New York’s Tammany Hall, byword for corruption, gets landmark status
Jonathan Allen Reuters reports for Chicago Tribune.
[Credit: Beyond My Ken/Wikimedia Commons]
The former home of Tammany Hall, which became a byword for patronage and corruption as the headquarters of New York City’s powerful Democratic political machine, has been declared a historic landmark. A vote to protect the four-story neo-Georgian building in Union Square was held on Tuesday by the city Landmarks Preservation Commission.
The building was completed in 1929, only a couple of years before Tammany began losing its grip on city politics and its power to control elections. It served as the final headquarters of the political machine that dominated 19th-century and early 20th-century New York City politics.
“The architecture is interesting, evocative and referential, but the history of Tammany makes it stand out,” commission chairman Robert Tierney said in a statement.
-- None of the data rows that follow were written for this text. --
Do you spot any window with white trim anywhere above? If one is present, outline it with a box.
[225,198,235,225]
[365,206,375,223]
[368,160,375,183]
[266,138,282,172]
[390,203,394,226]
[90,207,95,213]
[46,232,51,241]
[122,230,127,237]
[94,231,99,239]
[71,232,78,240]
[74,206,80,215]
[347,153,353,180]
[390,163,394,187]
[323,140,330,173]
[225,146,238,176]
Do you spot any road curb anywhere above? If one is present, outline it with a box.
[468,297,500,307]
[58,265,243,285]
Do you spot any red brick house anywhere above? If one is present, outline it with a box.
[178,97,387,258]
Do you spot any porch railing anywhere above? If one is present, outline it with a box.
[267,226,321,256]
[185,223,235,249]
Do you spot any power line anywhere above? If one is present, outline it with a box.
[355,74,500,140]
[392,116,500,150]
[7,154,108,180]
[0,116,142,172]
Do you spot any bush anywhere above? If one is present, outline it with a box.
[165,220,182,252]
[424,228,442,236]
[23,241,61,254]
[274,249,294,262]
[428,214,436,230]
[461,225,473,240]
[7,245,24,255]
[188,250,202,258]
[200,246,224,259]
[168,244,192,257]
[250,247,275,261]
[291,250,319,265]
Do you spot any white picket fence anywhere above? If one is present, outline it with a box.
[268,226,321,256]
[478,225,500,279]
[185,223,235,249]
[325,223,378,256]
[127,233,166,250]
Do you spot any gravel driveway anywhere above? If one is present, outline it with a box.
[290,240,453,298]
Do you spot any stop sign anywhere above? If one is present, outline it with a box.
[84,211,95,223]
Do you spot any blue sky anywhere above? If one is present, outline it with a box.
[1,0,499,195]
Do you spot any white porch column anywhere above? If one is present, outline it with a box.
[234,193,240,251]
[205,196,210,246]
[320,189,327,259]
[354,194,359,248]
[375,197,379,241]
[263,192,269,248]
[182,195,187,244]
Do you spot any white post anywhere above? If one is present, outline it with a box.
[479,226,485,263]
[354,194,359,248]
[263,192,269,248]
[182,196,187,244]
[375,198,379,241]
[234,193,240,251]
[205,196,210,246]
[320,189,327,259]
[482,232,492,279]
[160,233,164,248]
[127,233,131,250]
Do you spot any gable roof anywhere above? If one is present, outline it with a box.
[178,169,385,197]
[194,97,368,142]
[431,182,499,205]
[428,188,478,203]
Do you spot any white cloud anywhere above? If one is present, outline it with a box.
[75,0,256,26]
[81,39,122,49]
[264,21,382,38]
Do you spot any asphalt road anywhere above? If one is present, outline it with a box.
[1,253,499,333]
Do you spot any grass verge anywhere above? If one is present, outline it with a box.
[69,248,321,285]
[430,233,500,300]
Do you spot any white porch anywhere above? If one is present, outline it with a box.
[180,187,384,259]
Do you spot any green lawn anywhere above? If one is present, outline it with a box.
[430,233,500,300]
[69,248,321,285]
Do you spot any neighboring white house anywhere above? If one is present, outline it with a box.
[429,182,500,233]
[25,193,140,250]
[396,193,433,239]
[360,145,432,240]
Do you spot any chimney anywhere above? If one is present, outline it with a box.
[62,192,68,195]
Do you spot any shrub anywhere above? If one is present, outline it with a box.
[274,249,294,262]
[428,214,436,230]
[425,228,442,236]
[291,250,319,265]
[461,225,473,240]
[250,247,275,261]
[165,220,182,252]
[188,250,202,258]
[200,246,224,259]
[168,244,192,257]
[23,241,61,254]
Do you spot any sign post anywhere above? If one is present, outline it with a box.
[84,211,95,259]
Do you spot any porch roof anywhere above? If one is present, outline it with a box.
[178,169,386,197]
The Tammany Society was founded in the late 1780s as a social club but quickly morphed into a powerful vote-delivering machine. It courted the city’s exploding immigrant populations, particularly those from Ireland, with jobs, hand-outs and legal services that sometimes amounted to bribing the authorities, in exchange for votes for Tammany candidates.
In 1925 Tammany helped elect Mayor Jimmy Walker, a popular figure whose tenure was known for its proliferation of speak-easies, which illegally served alcohol during Prohibition, until the 1929 stock-market crash. Walker was forced to resign in 1932 amid a corruption scandal. Franklin D. Roosevelt, who for decades opposed Tammany as a New York politician and governor, was elected U.S. president the same year and swiftly ended Tammany’s federal patronage. Before the year was out, Fiorello LaGuardia, a non-Tammany candidate, was elected New York City mayor. Tammany Hall never recovered its footing.
The colonnaded building now houses a film school, a theater and shops.